A wave of cyberattacks since 2013 has cost banks around the globe up to $1 billion (870 million euros) according to a report by Russian computer security firm Kaspersky Lab released Monday.
The large-scale theft, which Kaspersky said was still going on, "indicates clearly the coming of a new era for cybercrime".
About 100 banks -- mainly in Russia but also in the United States, Germany, China and Ukraine -- have been targeted.
It was too early to pin down the source of the attacks, although some evidence points to China, Kaspersky said, while warning that hackers sometimes plant clues intended to mislead investigators.
The goal of the attacks "appears to be financial gain rather than espionage," the report said, adding that the attackers are "clearly familiar with the software and networks of financial services".
Hackers commonly break into bank networks by tricking staff into clicking on links or email attachments in a process called "phishing." In some cases the hackers follow targeted employees on video surveillance images.
Once the attackers are in, they can then transfer money to accounts under their control or make withdrawals at certain bank machines.

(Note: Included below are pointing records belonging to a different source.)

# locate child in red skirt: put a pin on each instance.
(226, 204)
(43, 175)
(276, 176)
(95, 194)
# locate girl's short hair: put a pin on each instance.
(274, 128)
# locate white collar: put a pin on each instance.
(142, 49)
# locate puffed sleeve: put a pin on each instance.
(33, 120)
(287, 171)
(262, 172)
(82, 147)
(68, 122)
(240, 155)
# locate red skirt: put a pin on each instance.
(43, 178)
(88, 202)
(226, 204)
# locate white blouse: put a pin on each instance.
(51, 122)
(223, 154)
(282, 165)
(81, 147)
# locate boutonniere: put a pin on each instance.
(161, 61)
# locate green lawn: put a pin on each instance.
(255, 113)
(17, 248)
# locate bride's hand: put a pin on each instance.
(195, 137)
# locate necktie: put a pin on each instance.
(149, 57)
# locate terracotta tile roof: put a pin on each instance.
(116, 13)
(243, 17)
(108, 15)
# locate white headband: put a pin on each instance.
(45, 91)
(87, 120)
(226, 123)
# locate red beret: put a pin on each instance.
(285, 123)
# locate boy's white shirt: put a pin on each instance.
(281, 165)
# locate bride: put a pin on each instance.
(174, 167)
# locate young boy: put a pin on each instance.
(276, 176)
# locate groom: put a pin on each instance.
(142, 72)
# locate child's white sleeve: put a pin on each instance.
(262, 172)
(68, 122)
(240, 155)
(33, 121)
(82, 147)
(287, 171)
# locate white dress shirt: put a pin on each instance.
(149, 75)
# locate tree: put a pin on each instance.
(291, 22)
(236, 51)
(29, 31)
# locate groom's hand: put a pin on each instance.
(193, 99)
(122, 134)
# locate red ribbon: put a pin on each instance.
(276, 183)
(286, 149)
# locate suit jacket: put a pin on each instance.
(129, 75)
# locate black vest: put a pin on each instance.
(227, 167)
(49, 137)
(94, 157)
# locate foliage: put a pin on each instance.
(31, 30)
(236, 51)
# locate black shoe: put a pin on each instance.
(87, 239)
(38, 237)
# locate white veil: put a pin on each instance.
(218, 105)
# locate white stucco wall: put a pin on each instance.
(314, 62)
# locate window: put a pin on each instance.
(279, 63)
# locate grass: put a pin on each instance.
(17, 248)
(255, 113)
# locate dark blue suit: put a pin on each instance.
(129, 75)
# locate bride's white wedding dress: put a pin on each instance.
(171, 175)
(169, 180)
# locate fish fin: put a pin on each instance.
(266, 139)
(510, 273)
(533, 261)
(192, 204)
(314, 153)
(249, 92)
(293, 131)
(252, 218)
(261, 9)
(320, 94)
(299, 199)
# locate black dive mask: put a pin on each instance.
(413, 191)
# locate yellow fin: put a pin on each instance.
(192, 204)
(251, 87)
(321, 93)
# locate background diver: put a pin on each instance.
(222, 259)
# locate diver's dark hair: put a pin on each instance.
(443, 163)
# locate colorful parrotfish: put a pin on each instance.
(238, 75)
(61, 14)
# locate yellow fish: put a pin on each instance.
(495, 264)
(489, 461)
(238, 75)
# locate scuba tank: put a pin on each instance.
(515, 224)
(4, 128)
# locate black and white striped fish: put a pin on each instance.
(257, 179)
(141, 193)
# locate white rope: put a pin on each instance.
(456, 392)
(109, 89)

Stolen money was transferred to the United States and China, Kaspersky said.
Hackers had such advanced access to the banks' systems that they could force bank machines to dispense cash at specific times and locations where hackers could pick it up, The New York Times reported Saturday.
Whopping sums of cash were involved, with one institution losing $7.3 million in withdrawals at bank machines as well as $10 million more through its online platform.
Kaspersky said the hackers are trying to broaden their European attacks to Middle East, Asia and Africa.